Mike was able to capture some video from the summit as well:
With no threat of weather in any direction, we decided to hang out on the summit for about an hour, enjoying the views. We eventually headed down and chose to follow the standard route. The rock was nasty through this section of down-climbing, and required good concentration, footing tests (make sure the rock does not fall when you step on it), and patience. Most accidents occur on the way down, so we were vigilant and cautious. Travis was able to capture this perspective of the rock and exposure beneath us on the down-climb.
Travis plants his foot firmly on a ledge during the down-climb from the summit of Capitol Peak.
Matt Payne carefully down-climbs from Capitol Peak.
Matt Payne with one of the Pierre Lakes in background.
About halfway back to the Knife Edge, a group of climbers were coming up Capitol below us, without helmets. They asked us if this was the way to go and we responded that it was one of the ways up. It surprised me to see how oblivious they were that we were climbing above them on loose rock. I ordered my group to stop moving until they were in a safe location below us. It really is no wonder that more people do not perish on these mountains. Ironically and sadly enough, we later learned that a 20-year-old hiker died the day before on Maroon Peak from rockfall that had come from above him. Even though he was wearing a helmet, the rock that struck him had enough force to knock him loose from the mountain and caused him to fall to his death. I strongly believe that if people took more caution and paid attention to their surroundings and used some common sense, there would be less deaths. If you need a good climbing helmet, check out this one.

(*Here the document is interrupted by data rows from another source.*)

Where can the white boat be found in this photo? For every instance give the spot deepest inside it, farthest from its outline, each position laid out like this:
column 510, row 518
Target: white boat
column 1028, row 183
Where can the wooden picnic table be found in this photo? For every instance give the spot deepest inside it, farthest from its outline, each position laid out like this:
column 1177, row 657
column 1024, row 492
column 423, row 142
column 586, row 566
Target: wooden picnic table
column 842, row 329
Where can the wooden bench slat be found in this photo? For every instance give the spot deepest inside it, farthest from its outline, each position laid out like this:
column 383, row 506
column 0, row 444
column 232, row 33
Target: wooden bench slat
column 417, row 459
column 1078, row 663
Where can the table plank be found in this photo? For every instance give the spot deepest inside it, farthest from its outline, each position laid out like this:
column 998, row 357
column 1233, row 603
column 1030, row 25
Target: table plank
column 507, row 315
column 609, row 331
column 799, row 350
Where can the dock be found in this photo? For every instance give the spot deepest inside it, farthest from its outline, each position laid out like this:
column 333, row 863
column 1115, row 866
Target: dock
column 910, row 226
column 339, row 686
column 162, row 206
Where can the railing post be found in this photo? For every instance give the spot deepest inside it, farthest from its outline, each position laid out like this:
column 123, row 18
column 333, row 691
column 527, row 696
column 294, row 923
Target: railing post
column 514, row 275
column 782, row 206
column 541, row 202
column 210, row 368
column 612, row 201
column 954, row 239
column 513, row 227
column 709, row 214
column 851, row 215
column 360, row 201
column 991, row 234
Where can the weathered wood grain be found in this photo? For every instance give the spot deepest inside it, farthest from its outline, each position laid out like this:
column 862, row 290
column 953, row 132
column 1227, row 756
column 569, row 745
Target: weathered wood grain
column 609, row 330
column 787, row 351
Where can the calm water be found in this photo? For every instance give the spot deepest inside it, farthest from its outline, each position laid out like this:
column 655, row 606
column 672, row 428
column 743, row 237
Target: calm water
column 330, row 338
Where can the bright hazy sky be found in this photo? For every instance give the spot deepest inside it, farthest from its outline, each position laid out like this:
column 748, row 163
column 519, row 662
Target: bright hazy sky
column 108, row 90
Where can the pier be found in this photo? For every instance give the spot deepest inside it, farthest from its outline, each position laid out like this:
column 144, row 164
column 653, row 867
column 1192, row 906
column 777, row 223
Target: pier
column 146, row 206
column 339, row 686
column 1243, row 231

We reached the Knife Edge at approximately 12 PM and crossed it in much the same fashion as before, except this time, I went first. I generously used the 'scoot on your butt' maneuver to get across.
Matt Payne crosses back over the Knife Edge on Capitol Peak, heading towards K2.
Mike captured yet another great shot from the Knife Edge, looking down at Capitol Lake:
The climb back down from K2 was fairly straight-forward but tiring. We were ready for some pizza at Beau Jo's Pizza, no doubt. We finally reached the snowfield again, and it was much softer this time, with rivers of slush flowing down it. It was somewhat scary, but I tested the footing and it felt great, so we crossed again.
Travis Arment crosses the snowfield beneath K2. Photo by Mike Vetter.
We made great time back to the Daly - Capitol saddle and I sprinted the last stretch to the saddle, anticipating the victorious beer that would be consumed once back to civilization.
Matt Payne runs the final section on the back side of the ridge between Capitol and Daly. Photo by Mike Vetter.
On the way down the hillside, Mike stopped to take some great shots of the wildflowers found on Capitol's northeast shoulder:
We made it back to camp at 2:15 PM and packed up. We refilled our water and headed out. Travis and I were motivated solely by the prospect of cold beer and fresh pizza.
I hope you enjoyed this trip report. We surely enjoyed the trip and I personally can't wait to join Mike and Travis for our next adventure.